Anyway, the teen is threatened with beheading in 48 hours, but no demands are made for his release, so the fear is that it will occur no matter what. When it turns out that he is related to a person of some stature, the intensity of the investigation increases. River Cartwright, was also seemingly chosen for failure at random, but It turns out that there is more to his story than meets the eye, as well. Framed by his friend known as “spider”, he watches own star fade as Spider’s rises. For some reason, River suspects that this teen has been caught up in an op being conducted by the agency in order to create positive publicity which will occur when they sweep in and rescue the teenager unharmed. Which genius thought up that plan?

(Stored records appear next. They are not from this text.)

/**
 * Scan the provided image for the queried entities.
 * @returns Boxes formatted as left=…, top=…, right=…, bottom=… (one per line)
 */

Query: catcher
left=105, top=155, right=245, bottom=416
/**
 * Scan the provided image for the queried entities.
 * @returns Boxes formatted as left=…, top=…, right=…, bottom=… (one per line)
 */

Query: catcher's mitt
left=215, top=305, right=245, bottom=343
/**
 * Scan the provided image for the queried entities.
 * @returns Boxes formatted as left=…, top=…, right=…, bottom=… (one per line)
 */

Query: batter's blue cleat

When the plot thickens and bodies pile up, the plan goes awry. Who lives and who dies becomes irrelevant as nothing seems more important than the cleanup and coverup since the teen might not survive, after all. How have both River and Hassan’s lives been challenged or enhanced by a powerful relative? Does clout play an important role in their lives? Are they both inherently good people? Is justice ever done and do we ever really learn the whole truth about the events in our lives that have the power to alter the trajectory we travel?
Slough House is inhabited by the “slow horses”, called that because they are thought not to be bright enough to serve the needs of the agency, but are not bad enough to be fired, so they are farmed out to pasture in the hope that they will quit.
The dialogue in the book is rich with humor, and if the world today wasn’t spinning out of control with conspiracy theories that turned out to be true, created by the “higher-ups” with clout, it would be even funnier to us than it is.
When the reader realizes that the losers rise to the occasion, wanting to do the right thing, as the winners sink to lower and lower levels of chicanery and dishonesty, the hypocrisy is exposed, but it is revealed with so much humor behind it as if even though the good are more evil than those believed to be evil, it is no big deal. In the end, the ship will right itself.
In the world today, does the same situation and atmosphere exist? There are so many who are thumbing their nose at people they believe are less virtuous than they are, yet those same people with their noses in the air, lack any virtue whatsoever. This is a book to read and enjoy. With its many themes, it is also a book to ponder and discuss afterwards. Betrayals are commonplace, backroom deals are the norm, and survival is the end game. Is what we see or what we are told to see more true or more false? Is the absolute entire truth ever told?